Lesson 2: Leverage cross-shareholding for managerial stability and strategic alliances. Japan stabilizes management via keiretsu crossholdings (sharing mutual 1-5% stakes among partners, including banks), deterring hostile takeovers while enabling a crisis "voice" (main-bank rescues, for example). This balances monitoring (autonomy for long-term projects) with oversight, as partners evaluate "total transactions" (equity + trade). In Mexico, where a big percentage of the listed corporations face activist pressure, real and strategic cross-alliances with stakeholders, banks, and relevant partners could shield corporations against volatility, without the need to implement in critical situations US-style poison pills, which clash with the civil-law rigidity treatment for corporations.
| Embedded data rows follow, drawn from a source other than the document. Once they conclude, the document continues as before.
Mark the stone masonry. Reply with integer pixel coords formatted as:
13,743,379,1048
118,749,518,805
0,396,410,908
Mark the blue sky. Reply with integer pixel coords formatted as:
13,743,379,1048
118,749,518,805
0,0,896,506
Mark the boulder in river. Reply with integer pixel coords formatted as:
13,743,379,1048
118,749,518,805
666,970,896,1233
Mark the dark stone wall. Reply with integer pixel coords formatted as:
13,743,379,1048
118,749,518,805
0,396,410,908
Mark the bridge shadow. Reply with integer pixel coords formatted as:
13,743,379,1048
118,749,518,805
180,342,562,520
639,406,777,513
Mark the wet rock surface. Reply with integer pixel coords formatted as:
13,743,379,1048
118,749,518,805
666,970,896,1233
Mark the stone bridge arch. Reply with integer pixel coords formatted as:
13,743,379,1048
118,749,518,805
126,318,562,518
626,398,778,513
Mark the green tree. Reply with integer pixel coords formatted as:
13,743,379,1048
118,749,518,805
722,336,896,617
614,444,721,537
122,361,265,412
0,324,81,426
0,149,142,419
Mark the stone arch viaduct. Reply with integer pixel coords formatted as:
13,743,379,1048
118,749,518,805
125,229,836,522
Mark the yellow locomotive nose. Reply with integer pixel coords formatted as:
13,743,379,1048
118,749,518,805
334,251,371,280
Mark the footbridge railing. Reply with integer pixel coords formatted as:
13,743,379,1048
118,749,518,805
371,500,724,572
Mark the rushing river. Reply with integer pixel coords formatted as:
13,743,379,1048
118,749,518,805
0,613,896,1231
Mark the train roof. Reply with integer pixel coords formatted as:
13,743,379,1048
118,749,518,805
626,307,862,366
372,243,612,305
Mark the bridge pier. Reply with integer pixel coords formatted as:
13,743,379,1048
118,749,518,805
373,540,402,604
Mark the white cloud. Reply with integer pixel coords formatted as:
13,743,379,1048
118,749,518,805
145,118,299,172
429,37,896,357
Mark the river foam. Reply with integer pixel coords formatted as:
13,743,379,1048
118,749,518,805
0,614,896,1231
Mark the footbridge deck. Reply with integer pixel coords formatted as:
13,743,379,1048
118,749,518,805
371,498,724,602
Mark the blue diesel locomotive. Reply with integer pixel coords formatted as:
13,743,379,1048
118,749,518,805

Lesson 3: Implement tiered monitoring for balanced oversight. Japan's three-tier system, which includes internal community self-policing, cross-shareholder voice, and outside monitoring, ensures autonomy without laxity. Mexico's corporate environment, which faces other types of challenges, with corruption perceptions at 31/100 (according to Transparency International 2023) and weak independence of boards (only 15% truly independent, as per some comments from the BMV), can layer and strengthen monitors: community audits (as opposed to governmental audits), transparent bank covenants, fair competition, and effective response to market signals in a coherent manner, aligned with a strong sense of social responsibility, and the pursuit of sustainability.
But of course, a very fair comment would be to say that the reality of Japan is not the reality of Mexico. However, adapting some of the Japanese ideas to Mexico's context is possible in practice. It will require the performance of hybrid and innovative actions seeking higher sustainability. Mexico's challenges — informality, inequality, and US dependency — require hybridization. Unlike Japan's homogeneity, Mexico's extreme diversity in labor and migrant flows demands initiative and concrete actions to generate inclusive communities. For recessions and crisis management (such as 2020, when Mexican GDP dropped around 8.5% [2] due to the COVID pandemic), the actions of Mexican corporations shall enforce new and creative norms: shareholder primacy in crises, pilot holding structures, and preserving community values, while centralizing and increasing monitors to ensure success via alliances.
Japan's lessons teach resilience: empowered communities enlarge pies and create wealth. For Mexico, replicating hybrid Japanese strategies to empower employees could add to and be a critical factor for our economic growth, fostering inclusive capitalism. Maybe it is time we consider truly treating our employees as owners of the corporations in which they work . It might sound disruptive, but we may need real corporate governance practices that prioritize human capital, without forsaking shareholder goals and objectives.